Marcia Gay Harden likes to be close with her co-stars. She's currently filming here opposite the man she asked to father her child, if she wasn't married by the age of 38.

Now art is imitating life for Harden, who's wrapping up production on a U.S. cable movie, Labor Of Love, about a woman approaching 40 who asks her gay friend to inseminate her.

David Marshall Grant, who co-stars in the movie, is also the man who agreed to father a child with her five years ago.

They co-starred in the New York production of Angels In America and "had a conversation on the subject," says Harden.

"I was in my early thirties and feared that motherhood would pass me by." They agreed that if neither was involved with someone else, they would have a child together and work it out.

Now in her mid-thirties and married, Harden no longer requires David's services, but she's grateful for his offer.

A closeness with co-stars is important to Harden, who says it's hard to fake friendships for the screen.

About a month-and-a-half ago she was in negotiations for the role in Labor Of Love when Marshall Grant walked in for the part of the gay friend.

"I said, 'David, this is perfect. We don't have to fake our friendship.' "

Harden compares their real life closeness to the Matt Damon and Ben Affleck characters in the current hit, Good Will Hunting.

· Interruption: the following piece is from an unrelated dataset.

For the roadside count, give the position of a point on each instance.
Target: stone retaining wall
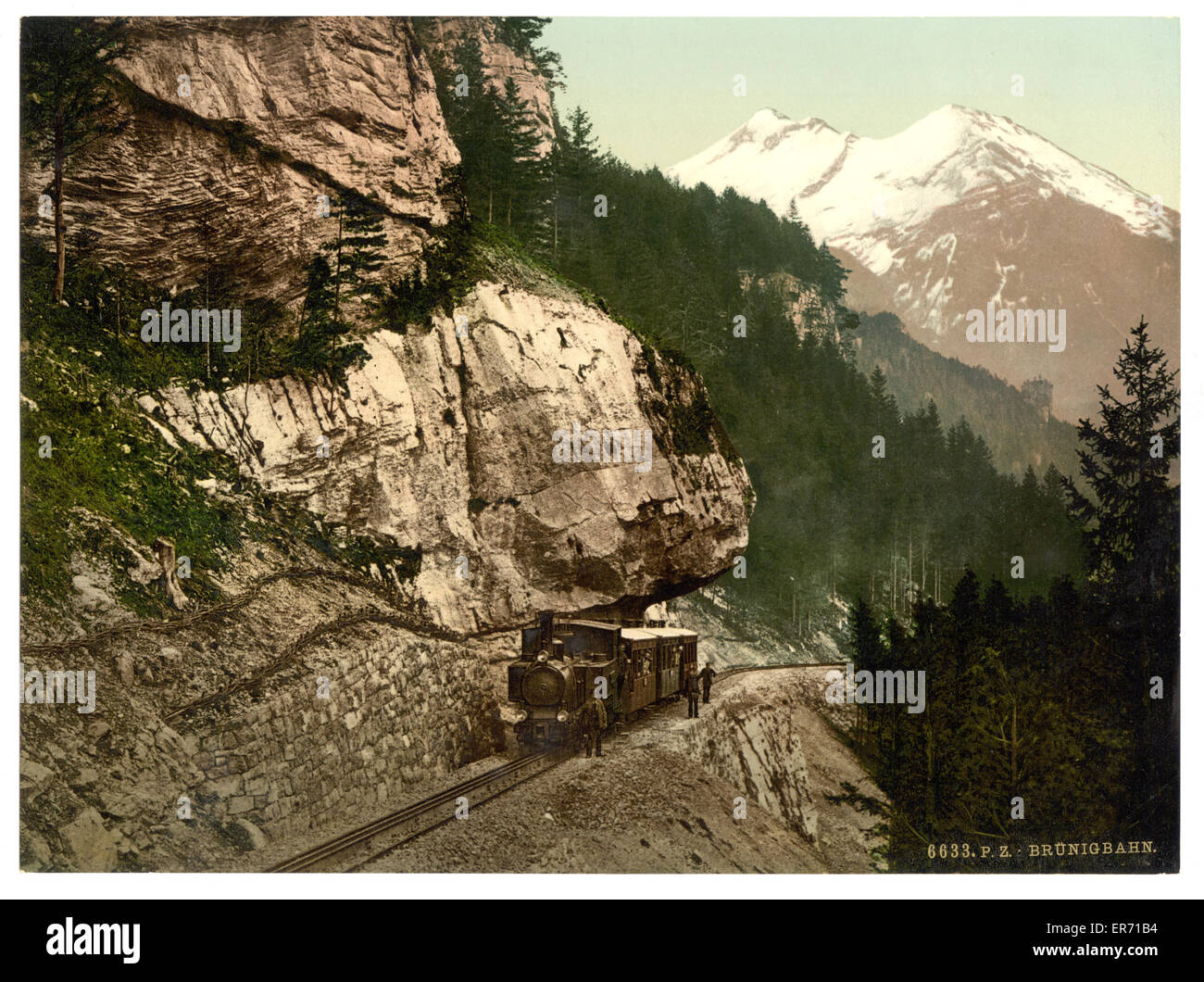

"When they banter in the car, you can tell they are friends," she says about the real life college buddies.

California-born Harden studied theatre at University of Texas, and her early training was mainly on the stage. Her first big film was the Coen Brothers' Miller's Crossing.

Later films include Flubber, The First Wives Club, and the upcoming Meet Joe Black. She's currently on screen with Michael Keaton and Andy Garcia in Desperate Measures.

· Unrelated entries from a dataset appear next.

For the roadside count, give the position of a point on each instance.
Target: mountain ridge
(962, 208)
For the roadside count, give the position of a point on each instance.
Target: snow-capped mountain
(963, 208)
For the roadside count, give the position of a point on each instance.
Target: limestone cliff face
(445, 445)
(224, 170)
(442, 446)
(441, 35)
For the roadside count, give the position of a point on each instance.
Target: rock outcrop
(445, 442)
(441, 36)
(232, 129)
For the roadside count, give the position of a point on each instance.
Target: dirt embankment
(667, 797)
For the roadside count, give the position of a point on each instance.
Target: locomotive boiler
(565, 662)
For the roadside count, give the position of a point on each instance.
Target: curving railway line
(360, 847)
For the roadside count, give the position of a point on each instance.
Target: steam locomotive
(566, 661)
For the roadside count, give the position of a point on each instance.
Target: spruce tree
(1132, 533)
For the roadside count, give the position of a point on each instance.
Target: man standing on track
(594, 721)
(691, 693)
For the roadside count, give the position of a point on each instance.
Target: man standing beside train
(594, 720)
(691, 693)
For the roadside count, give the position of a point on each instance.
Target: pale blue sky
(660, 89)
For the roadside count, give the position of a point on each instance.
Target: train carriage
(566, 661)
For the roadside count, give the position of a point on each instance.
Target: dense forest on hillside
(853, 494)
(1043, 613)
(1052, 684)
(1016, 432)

Last summer, while filming the comedy Meet Joe Black in Rhode Island, Harden became close with co-stars Anthony Hopkins and Brad Pitt.

Pitt stars as the Grim Reaper, who comes to earth and falls in love with Hopkins' favorite daughter and Harden's younger sister. Harden plays Hopkins' needy daughter.

Of Hopkins, she says, "He's to die for. The cream of the crop." Of Pitt, she says, he made "a good-looking death!"

Harden has taken roles to pay the bills, but craves characters whom she can relate to.

Which brings us back to Labor Of Love.

"I've had to face some of these same issues," she says. "I know I'm fertile, but I'm at the age when women do lose children. I am these women."

And now that she's married -- to Thaddaeus Scheel, a documentary filmmaker-- she plans to have a child very soon.

"Walking into Baby Gap is definitely an incentive."